The birds need our assistance if they are to survive. Putting out food and clean water is a great way to help.

But what sort of food should you supply and how?

Birds need high energy food which is best provided by eating big fat worms and caterpillars.

But now that these are no longer available what can we do?

Fat is the next best thing. Fat balls, which contain seeds and broken nuts embedded in them, can be hung out – one or two at a time but make sure to remove any mesh that may be round them so birds won’t get their feet stuck. You can impale one or two on a thorny shrub as well if there is one nearby.

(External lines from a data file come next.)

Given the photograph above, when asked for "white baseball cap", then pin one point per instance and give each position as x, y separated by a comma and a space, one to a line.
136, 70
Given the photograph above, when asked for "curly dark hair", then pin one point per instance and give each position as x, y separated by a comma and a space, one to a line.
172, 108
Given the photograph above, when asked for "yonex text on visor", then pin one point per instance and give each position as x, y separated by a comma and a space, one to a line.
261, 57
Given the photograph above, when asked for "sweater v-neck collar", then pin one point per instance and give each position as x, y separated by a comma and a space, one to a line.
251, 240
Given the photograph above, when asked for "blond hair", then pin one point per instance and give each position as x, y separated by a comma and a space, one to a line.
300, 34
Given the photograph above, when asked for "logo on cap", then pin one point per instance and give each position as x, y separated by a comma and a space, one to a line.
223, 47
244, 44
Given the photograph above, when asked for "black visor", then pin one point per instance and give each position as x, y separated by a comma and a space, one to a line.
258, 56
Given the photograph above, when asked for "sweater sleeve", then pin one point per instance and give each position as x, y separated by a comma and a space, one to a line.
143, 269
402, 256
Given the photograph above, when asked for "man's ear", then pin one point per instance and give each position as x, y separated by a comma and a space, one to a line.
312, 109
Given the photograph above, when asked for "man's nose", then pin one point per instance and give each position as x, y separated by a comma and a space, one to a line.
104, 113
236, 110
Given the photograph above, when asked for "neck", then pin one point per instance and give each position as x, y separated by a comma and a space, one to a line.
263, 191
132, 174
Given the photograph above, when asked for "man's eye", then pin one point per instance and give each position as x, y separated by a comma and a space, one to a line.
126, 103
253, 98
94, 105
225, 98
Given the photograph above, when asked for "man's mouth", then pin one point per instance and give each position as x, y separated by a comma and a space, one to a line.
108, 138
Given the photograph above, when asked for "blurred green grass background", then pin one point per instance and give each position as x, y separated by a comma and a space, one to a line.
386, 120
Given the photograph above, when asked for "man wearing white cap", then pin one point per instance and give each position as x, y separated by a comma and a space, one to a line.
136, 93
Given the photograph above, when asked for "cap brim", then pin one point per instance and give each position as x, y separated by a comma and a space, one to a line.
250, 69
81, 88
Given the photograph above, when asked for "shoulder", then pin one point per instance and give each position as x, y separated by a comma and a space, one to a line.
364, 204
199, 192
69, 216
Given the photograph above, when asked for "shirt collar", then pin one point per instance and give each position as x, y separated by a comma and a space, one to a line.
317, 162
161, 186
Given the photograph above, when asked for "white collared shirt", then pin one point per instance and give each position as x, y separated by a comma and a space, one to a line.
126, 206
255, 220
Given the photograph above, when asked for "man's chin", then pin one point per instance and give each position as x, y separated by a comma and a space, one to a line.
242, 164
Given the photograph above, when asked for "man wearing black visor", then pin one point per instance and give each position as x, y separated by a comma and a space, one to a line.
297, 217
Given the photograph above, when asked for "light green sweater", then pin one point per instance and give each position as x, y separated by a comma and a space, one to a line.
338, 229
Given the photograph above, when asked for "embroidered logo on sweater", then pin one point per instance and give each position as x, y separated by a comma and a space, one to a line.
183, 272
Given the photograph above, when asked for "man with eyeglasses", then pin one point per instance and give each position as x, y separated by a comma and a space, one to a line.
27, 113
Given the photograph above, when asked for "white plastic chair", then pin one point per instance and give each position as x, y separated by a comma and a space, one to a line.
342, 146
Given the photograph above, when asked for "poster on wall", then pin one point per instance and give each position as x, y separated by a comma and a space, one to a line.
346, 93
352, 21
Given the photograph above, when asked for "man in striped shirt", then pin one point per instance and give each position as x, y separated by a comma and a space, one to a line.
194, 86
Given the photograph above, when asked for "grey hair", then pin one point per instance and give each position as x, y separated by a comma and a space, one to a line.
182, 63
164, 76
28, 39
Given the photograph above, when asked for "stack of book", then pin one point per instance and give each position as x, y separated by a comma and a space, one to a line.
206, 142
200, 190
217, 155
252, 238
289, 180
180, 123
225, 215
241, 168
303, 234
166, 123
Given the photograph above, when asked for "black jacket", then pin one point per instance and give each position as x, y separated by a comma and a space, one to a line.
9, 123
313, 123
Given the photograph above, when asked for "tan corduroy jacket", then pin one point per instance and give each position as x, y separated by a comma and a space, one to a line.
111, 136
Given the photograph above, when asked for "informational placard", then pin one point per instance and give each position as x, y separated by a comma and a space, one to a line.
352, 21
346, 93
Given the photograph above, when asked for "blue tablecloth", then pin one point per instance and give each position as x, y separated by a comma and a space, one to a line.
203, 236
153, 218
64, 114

Energy balls are a good energy source for wild birds. Image source: Krzysztof Niewolny from Pixabay

You can make your own too and get the children to help. Pour melted lard or suet over a mixture of seeds, nuts, dried fruit and oatmeal in an empty yoghurt pot. When it has hardened you can hang it out,

your own suet. Image source: Innviertlerin from Pixabay

Feed little and often

Kitchen scraps are good too, such as rasher rinds, bits of cheese or brown bread crumbs.  Don’t put out white bread it swells up in the bird. Don’t put out too much at a time or you might attract unwelcome visitors. It should be all eaten in half an hour. Put out your food as soon as you get up and it is bright – the little birds have had a long cold night and are starving.

Leave out brown bread for bids to eat. Image source: DaKub from Pixabay

Don’t put out dried peas or rice or even lentils. Smaller birds will avoid these as they are not edible for them and really it is the smaller birds that most need our help.

If you use bird feeders you can greatly increase the variety of food on offer as these can be filled with sunflower seeds or peanuts. Nyger seeds need a special feeder and goldfinches love these. Make sure that you get bird food that is designed for birds – don’t even think of putting out salted nuts or dry roasted peanuts.

Goldfinches enjoy eating Nyger seeds. Image source: Splongo from Pixabay

Check how the feeding is going, Make sure you have put the feeders in as dry and sheltered a spot as you can. Wet seeds swell and rot very quickly so little and often is best.

Peanuts if they are stored for long periods can develop aflatoxins which can kill birds so buy small amounts regularly to make sure they are fresh. The ones left at the bottom of the feeder can rot if left there too long so always clean out the peanut feeder before refilling.

A pair of blue tits eating peanuts. Image source: Jlas Wilson from Pixabay

Make sure your cat cannot sneak up on the bird feeder by walking along a nearby wall. In fact keep your cat indoors during the busy early morning feeding time for birds. A bell on the cat will give some warning too.

Put a bell on your cat’s collar to give you some warning. Image source: Matteo Petralli from Pixabay

Most of all enjoy watching the birds feeding in your garden. Once word goes round that you are providing delicious free food you should get many visits.